A second problem is that we call CPP code from jvm for each object that needs to be deleted rather than batching all rawPointers into one call. Which creates unnecessary pressure on the JVM/CPP interop.

Lastly we should find a good rule on when to start the call to delete those objects so we mitigate the problem of locking the main thread up from our GC thread, and not just blindly run our GC at an fixed interval.

Additional Data

No forced JVM GC ptrace -> hickup ~2s: perf.data.zip Forced JVM GC ptrace -> hickup 500ms: perf.data_1.zip

CedNaru commented 3 years ago

With the current way Godot objects are made on the JVM side, I don't think we can make the escape analysis to work because creating a weak reference already counts as escaping (Hard to find info about that but the only thing we do with the object is to create a weakReference to it in the constructor).

Concerning the rate of our GCThread, I think we can use ReferenceQueue. https://docs.oracle.com/javase/8/docs/api/java/lang/ref/ReferenceQueue.html

When we create a weak reference, we can register a ReferenceQueue with it. Every time the JVM GC detects that he can delete an object tied to a referenceQueue, it's going to be added to it BEFORE being deleted for good. So instead of checking our entire HashMap every iteration, we can just check if ReferenceQueue is empty or not. If not empty, it means the GC ran and decided to delete Objects. Because they are not deleted yet, we can retrieve the C++ pointer from them.
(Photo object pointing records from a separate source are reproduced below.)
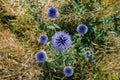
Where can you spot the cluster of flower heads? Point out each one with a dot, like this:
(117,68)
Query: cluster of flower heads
(60,41)
(41,56)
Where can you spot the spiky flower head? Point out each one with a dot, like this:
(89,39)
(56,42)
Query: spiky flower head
(41,56)
(68,71)
(43,38)
(82,29)
(88,54)
(61,40)
(52,12)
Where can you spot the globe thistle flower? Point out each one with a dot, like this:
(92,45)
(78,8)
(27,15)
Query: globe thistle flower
(82,29)
(39,19)
(43,38)
(41,56)
(52,12)
(88,54)
(68,71)
(61,40)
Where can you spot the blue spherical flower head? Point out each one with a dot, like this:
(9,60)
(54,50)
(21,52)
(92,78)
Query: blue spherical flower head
(68,71)
(88,54)
(43,38)
(82,29)
(41,56)
(52,12)
(61,40)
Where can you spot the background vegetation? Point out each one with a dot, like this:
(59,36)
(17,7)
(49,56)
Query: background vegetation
(20,29)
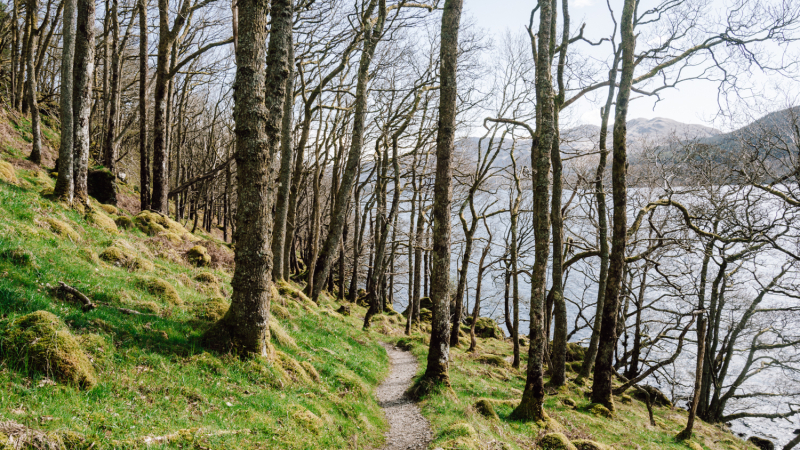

In the end, we are going to keep having the thread wait X ms, but instead of checking weakReferences one by one, we just check if ReferenceQueue is empty, which is a lot cheaper to do. For each element in the ReferenceQueue, we can add the pointer to the shared buffer and call C++ only once, as long as the number of pointers is not bigger than the maximum size of the buffer, it shouldn't be an issue.